— Как вас зовут?
— Доля.
— Чья… доля?
Женщина опять рассмеялась.
— …Бедняка.
— Но если серьезно. Полное имя. Долина, что ли? Или Далила?
— Долорес.
— Ого! Передовые были ваши родители. Но вы ведь гораздо моложе.
— Долорес Ибаррури? Надеюсь.
— Того времени, когда ее имя часто произносилось людьми.
— Да, тогда меня еще не было. Мне двадцать четыре года.
— Ах ты, доля, моя доля…
— Продолжайте: доля горькая моя.
— А вы хотите быть сладкой долей? Знаете поговорку?
— Какую?
— Сладкой будешь — расклюют, горькой будешь — расплюют.
Спутница резко остановилась и схватила меня за рукава. Глаза ее, смотрящие прямо в мои глаза, как-то словно дрожали.
— Повторите! Повторите, пожалуйста! Ну, пожалуйста!
Я, разумеется, повторил. Некоторое время мы молча хрустели валенками по свежему снегу.
— Ну вот… а меня зовут…
— Не надо. Я знаю, кто вы.
— Откуда?
— Хитрое дело! Здесь все знают, что вы живете в конторе. Беспроволочная телеграфная связь… Здесь вообще все всё знают. И то, что вы меня провожаете, завтра будет известно.
— Боитесь за репутацию?
— Да. За вашу, конечно.
— А стихи вы читаете, любите?
— Очень.
— Ну кого, например?
— Сергея Поликарпова.
Я несколько удивился. Кого бы тут можно было услышать? Есенина, Блока, Маяковского. Ну, дежурного Евтушенку, ну Цветаеву, что ли, по женской линии. На же вот тебе — Сергей Поликарпов! Не икнулось ли ему сейчас в билльярдной Центрального Дома литераторов?..
— Знаете наизусть хоть один стишок?
Доля прочитала незнакомое мне стихотворение.
— А еще кого?
— Я и сама немного пишу, не думайте!
— Дайте мне почитать. Только сразу все вами написанное. Я поставлю диагноз. А пока читайте, что помните.

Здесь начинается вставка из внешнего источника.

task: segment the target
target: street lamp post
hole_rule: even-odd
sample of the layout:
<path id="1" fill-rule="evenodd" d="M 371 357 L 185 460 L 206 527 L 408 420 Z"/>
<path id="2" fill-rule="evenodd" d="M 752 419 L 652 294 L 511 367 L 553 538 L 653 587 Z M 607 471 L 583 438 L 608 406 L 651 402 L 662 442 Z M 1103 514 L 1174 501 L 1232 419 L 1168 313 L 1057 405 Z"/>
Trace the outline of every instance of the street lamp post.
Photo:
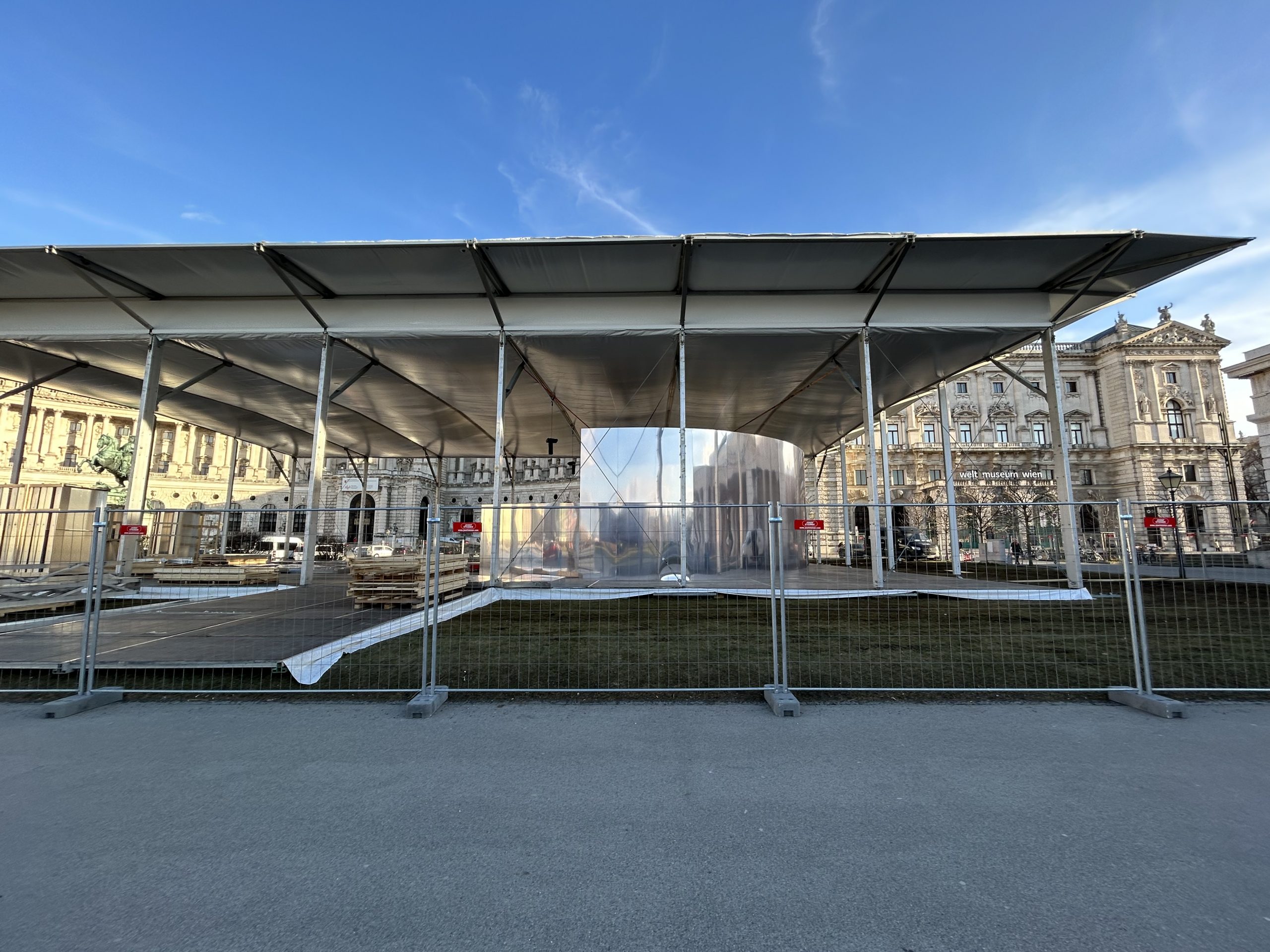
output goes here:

Она читала стихотворение за стихотворением. Я был удивлен, чтобы не сказать — потрясен. Все это были хорошие стихи, хоть сейчас неси в журнал и печатай. Правда, рождались смутные воспоминания (ассоциации, надо было бы здесь сказать), но что же спрашивать с нее, если у иного поэта с десятком книг то и дело проскальзывают стихи, рождающие эти самые воспоминания-ассоциации.
— Слушайте! — теперь я остановился и взял ее за рукава. — Вы должны все это чисто переписать и отдать мне. Вы с ума сошли! Держать все это под спудом! В течение трех дней переписать и отдать мне. Слышите?!
Доля неуверенно обещала. Между тем мы вошли в деревню.
— Зайдите погреться. У тети Маши такие огурцы, такие грузди!
На крыльце мы старательно обмели снег с валенок жестким, обносившимся голиком и вошли в теплую деревенскую избу. Редко теперь приходится бывать в деревенской избе. Ходишь мимо, глядишь на избы снаружи, но нет ведь предлога и повода зайти внутрь, раздеться, сесть на лавку на кухне, где стол перед лавкой, полка с утварью, чело русской печи, ухваты около, самовар на столе, тетя Маша, открывающая люк подпола. А в руках у нее две миски — под огурцы и под грузди.